We first note that k = m g / L = 1 kg * 9.8 m/s^2 / 1.17 m = 8.3 N / m, approx..

We obtain

PE at 10 cm position = .042 J
PE at 15 cm position = .094 J approx..

We assume that there are no dissipative forces. In this case `dPE = - `dKE.

We conclude that from the 10 cm position to the 15 cm position we have `dKE = .042 J - .094 J = -.052 J.

We know also that the KE at the 15 cm position is 0.

From this we conclude that the KE at the 10 cm position musta been .052 J. That's the only way it's gonna lose .052 J and end up with KE = 0.

We now easily find the velocity at the 10 cm position.

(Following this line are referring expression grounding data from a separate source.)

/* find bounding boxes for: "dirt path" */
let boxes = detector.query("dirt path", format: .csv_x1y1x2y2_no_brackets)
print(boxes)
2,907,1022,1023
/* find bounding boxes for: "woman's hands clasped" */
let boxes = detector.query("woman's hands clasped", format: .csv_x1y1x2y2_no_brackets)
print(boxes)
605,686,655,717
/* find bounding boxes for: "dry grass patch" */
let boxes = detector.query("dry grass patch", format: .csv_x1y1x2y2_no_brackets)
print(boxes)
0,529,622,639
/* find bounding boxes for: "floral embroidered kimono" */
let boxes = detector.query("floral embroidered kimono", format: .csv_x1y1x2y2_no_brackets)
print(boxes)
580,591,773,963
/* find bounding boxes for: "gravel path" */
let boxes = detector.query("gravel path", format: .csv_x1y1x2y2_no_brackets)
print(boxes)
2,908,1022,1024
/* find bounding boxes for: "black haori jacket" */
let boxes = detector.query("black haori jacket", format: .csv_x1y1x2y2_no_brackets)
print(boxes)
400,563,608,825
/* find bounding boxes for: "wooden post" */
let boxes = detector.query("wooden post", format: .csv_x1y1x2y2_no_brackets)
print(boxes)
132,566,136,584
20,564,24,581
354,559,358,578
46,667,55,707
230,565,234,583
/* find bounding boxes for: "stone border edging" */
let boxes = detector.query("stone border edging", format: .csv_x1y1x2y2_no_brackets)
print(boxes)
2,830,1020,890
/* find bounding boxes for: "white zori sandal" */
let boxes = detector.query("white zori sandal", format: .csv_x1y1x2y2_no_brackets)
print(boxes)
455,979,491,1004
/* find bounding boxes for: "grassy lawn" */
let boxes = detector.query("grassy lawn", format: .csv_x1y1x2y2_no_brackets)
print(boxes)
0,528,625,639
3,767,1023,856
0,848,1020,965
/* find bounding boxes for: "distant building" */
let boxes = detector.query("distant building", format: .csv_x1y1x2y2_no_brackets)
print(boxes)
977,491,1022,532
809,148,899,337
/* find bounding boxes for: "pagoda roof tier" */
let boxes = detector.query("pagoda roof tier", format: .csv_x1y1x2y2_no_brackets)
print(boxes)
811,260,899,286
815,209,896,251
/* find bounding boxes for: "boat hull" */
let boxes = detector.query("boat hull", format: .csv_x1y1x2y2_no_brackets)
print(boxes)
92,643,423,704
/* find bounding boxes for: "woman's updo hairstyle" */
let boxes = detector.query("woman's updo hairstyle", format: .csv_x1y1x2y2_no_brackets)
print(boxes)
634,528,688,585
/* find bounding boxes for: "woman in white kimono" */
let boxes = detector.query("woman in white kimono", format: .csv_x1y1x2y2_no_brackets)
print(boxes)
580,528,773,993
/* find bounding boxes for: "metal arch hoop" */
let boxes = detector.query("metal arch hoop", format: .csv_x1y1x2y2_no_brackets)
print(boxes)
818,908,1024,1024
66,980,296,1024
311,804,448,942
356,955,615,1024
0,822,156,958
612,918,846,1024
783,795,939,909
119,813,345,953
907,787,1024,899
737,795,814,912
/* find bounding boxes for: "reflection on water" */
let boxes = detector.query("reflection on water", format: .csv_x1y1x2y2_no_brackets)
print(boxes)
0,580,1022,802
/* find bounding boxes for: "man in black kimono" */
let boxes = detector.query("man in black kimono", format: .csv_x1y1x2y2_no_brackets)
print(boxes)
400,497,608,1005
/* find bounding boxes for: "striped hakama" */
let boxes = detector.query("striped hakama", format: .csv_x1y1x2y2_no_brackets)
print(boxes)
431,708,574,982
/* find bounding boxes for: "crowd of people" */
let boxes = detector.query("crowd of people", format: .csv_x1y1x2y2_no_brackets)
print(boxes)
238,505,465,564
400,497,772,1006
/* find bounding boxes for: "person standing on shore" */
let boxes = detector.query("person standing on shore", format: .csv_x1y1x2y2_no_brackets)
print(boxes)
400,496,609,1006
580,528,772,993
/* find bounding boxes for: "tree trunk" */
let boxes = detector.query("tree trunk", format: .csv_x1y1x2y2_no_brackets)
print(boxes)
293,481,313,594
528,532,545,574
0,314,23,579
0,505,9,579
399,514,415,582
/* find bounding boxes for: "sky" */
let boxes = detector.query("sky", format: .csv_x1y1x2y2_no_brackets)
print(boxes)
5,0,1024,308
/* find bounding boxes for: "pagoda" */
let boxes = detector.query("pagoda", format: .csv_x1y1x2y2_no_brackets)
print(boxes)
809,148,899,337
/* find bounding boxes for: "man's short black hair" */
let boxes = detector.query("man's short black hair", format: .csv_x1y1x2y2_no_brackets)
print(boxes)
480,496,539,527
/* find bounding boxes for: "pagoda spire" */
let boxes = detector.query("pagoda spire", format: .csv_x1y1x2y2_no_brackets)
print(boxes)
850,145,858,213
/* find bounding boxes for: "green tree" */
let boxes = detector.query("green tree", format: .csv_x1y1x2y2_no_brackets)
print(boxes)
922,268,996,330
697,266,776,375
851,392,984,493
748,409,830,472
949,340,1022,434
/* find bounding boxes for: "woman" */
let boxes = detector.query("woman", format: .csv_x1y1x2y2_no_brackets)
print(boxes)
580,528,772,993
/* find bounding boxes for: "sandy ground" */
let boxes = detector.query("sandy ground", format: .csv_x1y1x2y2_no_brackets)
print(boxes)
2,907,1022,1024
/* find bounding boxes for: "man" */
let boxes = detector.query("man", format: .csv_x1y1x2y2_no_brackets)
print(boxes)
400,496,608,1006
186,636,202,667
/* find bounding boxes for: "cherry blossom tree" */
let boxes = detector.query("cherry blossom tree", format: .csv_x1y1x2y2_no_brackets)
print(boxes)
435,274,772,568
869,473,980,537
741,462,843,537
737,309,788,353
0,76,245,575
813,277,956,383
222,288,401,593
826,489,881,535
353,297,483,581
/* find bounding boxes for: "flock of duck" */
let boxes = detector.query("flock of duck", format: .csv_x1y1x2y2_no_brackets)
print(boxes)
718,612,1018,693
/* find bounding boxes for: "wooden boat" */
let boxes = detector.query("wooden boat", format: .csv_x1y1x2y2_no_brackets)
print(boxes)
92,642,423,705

We have KE = .052 J so

.5 m v^2 = KE, telling us that
v = sqrt( 2 KE / m) = sqrt( 2 * .052 J / (1 kg) ) = .32 m/s.

Describe in detail the reference-circle model for this motion.

Angular frequency is omega = sqrt(k/m) = ... = 2.89 rad / sec, approx..

At t = 0 the reference circle position has the characteristic that the vertical line is at x = - 10 cm (this is 10 cm from equilbrium and to the left of equilibrium).

Our reference circle has radius 15 cm. The reference circle position is therefore in either the second or third quadrant.

If the reference circle position is in the third quadrant the motion will start off to the right.

The angular position at the start is theta_0 = arccos(-10 / 15).

The equation of motion for the SHM is given by

x = 15 cm cos(2.89 rad/s * t + theta_0).